We all have personal experience with the fully out-of-control, predatory insurance industry. The American people know this is the truth. We know insured Americans are fearful of getting necessary healthcare because they know, though insured, they will still be saddled with enormous bills. This is called cost shifting. We know the business model of the for-profit insurance industry is to delay, deny and deceive.
In 2003, a subsidiary of Conseco, Bankers Life and Casualty, sent an 85-year-old woman suffering from dementia the wrong form to fill out, according to a lawsuit, then denied her claim because of improper paperwork. Last year, according to another pending suit, the insurer Penn Treaty American decided that a 92-year-old man had so improved that he should leave his nursing home despite his forgetfulness, anxiety and doctor’s orders to seek continued care. Another suit contended that a company owned by the John Hancock Insurance Company had tried to rescind the coverage of a 72-year-old man when he was diagnosed with Alzheimer’s disease four years after buying the policy.
In court filings, all three companies said the denials had been proper. They declined further comment on the cases, though Bankers Life and John Hancock eventually settled for unspecified amounts.
Here it is in the New York Times. When will the Congress of the United States, make these insurance company thugs and liars, take an oath and decribe their muderous and depraved business practice?
Conseco is among the nation’s largest insurers, collecting premiums worth more than $4.2 billion in 2006, of which long-term-care policies contributed 21 percent.
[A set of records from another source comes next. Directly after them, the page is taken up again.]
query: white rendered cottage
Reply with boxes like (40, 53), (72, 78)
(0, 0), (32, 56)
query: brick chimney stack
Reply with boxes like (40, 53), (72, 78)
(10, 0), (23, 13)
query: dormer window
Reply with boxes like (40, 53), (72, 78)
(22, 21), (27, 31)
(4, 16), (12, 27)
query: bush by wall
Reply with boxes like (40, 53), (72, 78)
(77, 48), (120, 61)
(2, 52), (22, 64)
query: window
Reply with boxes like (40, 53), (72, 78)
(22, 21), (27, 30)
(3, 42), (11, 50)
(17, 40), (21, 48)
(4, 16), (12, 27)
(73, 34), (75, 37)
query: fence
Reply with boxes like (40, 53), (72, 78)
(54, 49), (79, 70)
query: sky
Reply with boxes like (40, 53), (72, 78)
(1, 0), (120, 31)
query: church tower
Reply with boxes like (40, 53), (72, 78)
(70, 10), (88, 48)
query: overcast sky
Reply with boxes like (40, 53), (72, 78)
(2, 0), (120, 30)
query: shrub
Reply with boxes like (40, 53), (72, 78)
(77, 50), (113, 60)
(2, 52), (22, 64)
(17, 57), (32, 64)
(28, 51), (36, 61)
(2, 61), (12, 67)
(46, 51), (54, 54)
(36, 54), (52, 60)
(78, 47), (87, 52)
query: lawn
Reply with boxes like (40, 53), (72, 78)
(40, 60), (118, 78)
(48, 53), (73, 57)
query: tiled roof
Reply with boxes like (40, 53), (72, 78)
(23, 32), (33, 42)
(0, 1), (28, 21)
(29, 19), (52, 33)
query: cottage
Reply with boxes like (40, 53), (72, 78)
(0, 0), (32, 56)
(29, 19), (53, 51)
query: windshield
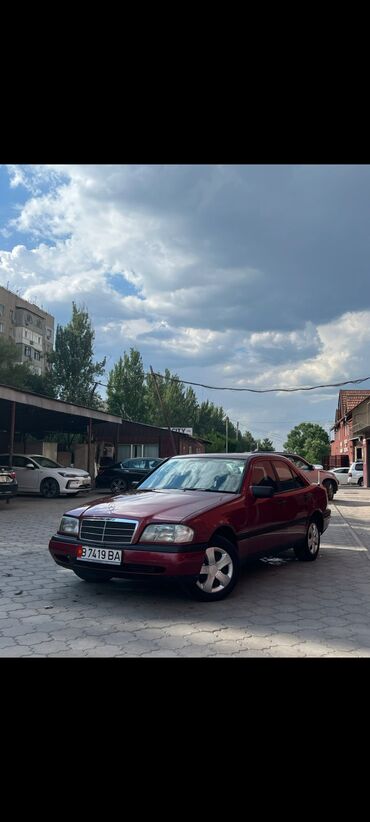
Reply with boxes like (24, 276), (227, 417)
(31, 457), (63, 468)
(138, 457), (246, 494)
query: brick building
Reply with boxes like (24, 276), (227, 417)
(0, 285), (54, 374)
(329, 389), (370, 468)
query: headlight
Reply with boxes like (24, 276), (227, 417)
(58, 517), (80, 537)
(140, 525), (194, 543)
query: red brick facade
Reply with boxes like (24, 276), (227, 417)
(329, 389), (370, 468)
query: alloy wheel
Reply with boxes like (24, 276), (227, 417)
(196, 546), (234, 594)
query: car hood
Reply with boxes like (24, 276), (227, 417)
(55, 465), (90, 477)
(68, 491), (230, 522)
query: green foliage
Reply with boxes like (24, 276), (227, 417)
(256, 437), (275, 451)
(146, 368), (198, 428)
(48, 302), (105, 408)
(107, 348), (147, 422)
(237, 431), (257, 451)
(284, 422), (330, 463)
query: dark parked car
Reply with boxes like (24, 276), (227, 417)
(0, 468), (18, 502)
(273, 451), (338, 500)
(49, 453), (330, 601)
(95, 457), (163, 494)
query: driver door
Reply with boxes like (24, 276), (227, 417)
(13, 455), (37, 493)
(246, 458), (289, 556)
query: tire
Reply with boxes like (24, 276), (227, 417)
(294, 519), (320, 562)
(110, 479), (128, 494)
(40, 477), (60, 499)
(73, 568), (112, 582)
(183, 536), (240, 602)
(324, 480), (338, 500)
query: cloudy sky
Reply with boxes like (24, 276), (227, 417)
(0, 165), (370, 448)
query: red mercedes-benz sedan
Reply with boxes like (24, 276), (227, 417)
(49, 452), (330, 601)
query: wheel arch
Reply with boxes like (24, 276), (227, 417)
(322, 477), (338, 494)
(309, 510), (324, 534)
(209, 525), (239, 553)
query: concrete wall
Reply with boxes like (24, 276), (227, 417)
(23, 440), (58, 461)
(56, 451), (72, 468)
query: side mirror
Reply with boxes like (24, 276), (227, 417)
(249, 485), (275, 498)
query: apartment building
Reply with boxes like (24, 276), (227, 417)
(0, 285), (54, 374)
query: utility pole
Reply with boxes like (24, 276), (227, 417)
(149, 365), (177, 456)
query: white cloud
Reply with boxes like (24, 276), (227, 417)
(0, 164), (370, 448)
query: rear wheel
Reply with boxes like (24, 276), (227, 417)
(110, 479), (128, 494)
(40, 477), (60, 499)
(183, 537), (240, 602)
(294, 519), (320, 562)
(73, 569), (112, 582)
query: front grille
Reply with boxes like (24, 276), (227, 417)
(80, 517), (138, 545)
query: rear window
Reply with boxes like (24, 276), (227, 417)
(273, 460), (305, 491)
(250, 460), (277, 491)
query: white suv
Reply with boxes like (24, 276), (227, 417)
(0, 454), (91, 499)
(348, 460), (364, 485)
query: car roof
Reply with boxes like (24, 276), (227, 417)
(170, 451), (294, 462)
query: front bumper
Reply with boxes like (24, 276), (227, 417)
(0, 482), (18, 498)
(49, 534), (207, 577)
(62, 480), (92, 494)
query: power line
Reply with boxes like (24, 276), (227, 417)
(150, 372), (370, 394)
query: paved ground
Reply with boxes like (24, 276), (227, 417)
(0, 488), (370, 658)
Penn Treaty focuses primarily on long-term-care products and collected premiums of about $320 million in 2004, the last year the company filed an audited annual report.
In depositions and interviews, current and former employees at Conseco, Bankers Life and Penn Treaty described business practices that denied or delayed policyholders’ claims for seemingly trivial reasons. Employees said they had been prohibited from making phone calls to policyholders and that claims had been abandoned without informing policyholders. Such tactics, advocates for the elderly say, are becoming common throughout the industry.
I urge you to read the rest of this nauseating article. Then pick up the phone and call your public servant and ask them to explain this.
Yet these concerns have been ignored by state regulators, advocates say, and have gone unnoticed by federal lawmakers who recently passed incentives intended to promote purchases of long-term-care policies, in the hopes of forestalling a Medicare funding crisis.
By the way, as I write this I am listening to Joe Biden, MBNA Delaware on Imus in the Morning. He essentially just apologized for his pal Pete Dominici. Can somebody post a transcipt and nail Biden's ass?
You see my friends, at the end of the day, they are all in bed together. They are (mostly) all in Washington for only one reason, to maintain themselves in office.
Doing our business is barely a blink on the radar screen.